According to the listing in the Denkard, the 12th chapter of the Juddēwdād was already lost at the time. Despite this, it is the only nask that has remained intact since then. This survival may be due to its use in the corresponding ceremony. The other two longer texts that survive are the Nīrangestān and the Hērbedestān from the Huspāram nask.

==Connection to the extant Avesta==
There is no consensus on the relationship between the Sasanian Avesta and the extant Avesta. Both show several differences. First, comparing the number of chapters, the Sasanian Avesta seems to have been substantially larger. Edward William West, for example, estimates, that all 21 nasks combined added up to ca. 345,700 words of Avestan text plus ca. 2,094,200 words of Middle Persian commentary. The text in Avestan alone would therefore have been about four times as large as the one still preserved today. Next, the Sasanian Avesta is structured into nasks which seem to be grouped according to their thematic content, whereas the extant Avestan texts are grouped according to the rituals they are used in. Finally, only the Gathic nasks show a clear relationship to the texts we have today, whereas most of the material in the legal nasks as well as almost all of the material in the ritual nasks can not be identified in the extant texts and is considered lost.

The traditional view is that the ritually-oriented Avesta we have today formed as remnants of the Sasanian Avesta, mostly the portions contained in the Gathic nasks. According to this view, only some portions of the Sasanian Avesta were used in the liturgies.
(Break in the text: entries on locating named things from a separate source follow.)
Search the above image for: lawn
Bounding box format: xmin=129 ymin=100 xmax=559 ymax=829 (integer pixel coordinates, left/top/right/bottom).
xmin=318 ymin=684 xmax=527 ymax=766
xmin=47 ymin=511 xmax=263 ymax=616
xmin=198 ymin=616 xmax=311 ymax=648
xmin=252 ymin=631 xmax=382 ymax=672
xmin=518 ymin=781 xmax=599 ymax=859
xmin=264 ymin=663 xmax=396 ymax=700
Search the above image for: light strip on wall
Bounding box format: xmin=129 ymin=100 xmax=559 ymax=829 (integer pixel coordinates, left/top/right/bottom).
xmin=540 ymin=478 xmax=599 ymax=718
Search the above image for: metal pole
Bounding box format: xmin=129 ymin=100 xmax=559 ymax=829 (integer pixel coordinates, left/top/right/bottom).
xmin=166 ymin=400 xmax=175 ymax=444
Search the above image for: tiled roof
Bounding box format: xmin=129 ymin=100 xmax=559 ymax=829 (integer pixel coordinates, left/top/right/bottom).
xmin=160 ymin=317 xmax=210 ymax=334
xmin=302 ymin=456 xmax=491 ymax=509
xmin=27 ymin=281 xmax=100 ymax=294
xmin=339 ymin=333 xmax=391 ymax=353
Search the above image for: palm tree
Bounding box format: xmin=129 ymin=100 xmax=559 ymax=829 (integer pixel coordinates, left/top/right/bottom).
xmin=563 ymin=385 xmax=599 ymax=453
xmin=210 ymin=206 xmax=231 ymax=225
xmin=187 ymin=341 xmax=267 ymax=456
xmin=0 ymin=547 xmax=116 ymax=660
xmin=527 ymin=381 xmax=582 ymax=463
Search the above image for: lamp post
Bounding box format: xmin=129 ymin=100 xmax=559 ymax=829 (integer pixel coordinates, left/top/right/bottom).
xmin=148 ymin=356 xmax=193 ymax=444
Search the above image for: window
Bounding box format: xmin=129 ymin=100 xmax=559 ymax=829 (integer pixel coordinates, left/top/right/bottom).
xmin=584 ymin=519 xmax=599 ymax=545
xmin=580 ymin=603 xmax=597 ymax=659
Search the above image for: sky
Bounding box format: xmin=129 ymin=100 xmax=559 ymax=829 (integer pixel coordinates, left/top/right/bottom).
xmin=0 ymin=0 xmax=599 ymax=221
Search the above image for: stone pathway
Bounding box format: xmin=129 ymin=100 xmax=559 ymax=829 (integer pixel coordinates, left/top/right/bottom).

The surviving texts are, therefore, those which were in regular use, whereas the exegetically-oriented Sasanian Avesta became lost when the scholarly tradition deteriorated as Zoroastrianism became increasingly marginalized.

While the loss of the Sasanian Avesta is not disputed, the view that the extant Avesta formed as remnants of it has been challenged. Kellens for instance points out that the extant manuscripts do not appear to be fragments but are organized according to a proper liturgical structure. Likewise Stausberg has argued that the Sasanian Avesta is never called Avesta in the sources, which weakens any direct connection between the two. Instead, this view argues that a ritually oriented Avesta already existed long before the Sasanian period, in oral form, and its written tradition evolved simultaneously with that of the Sasanian Avesta.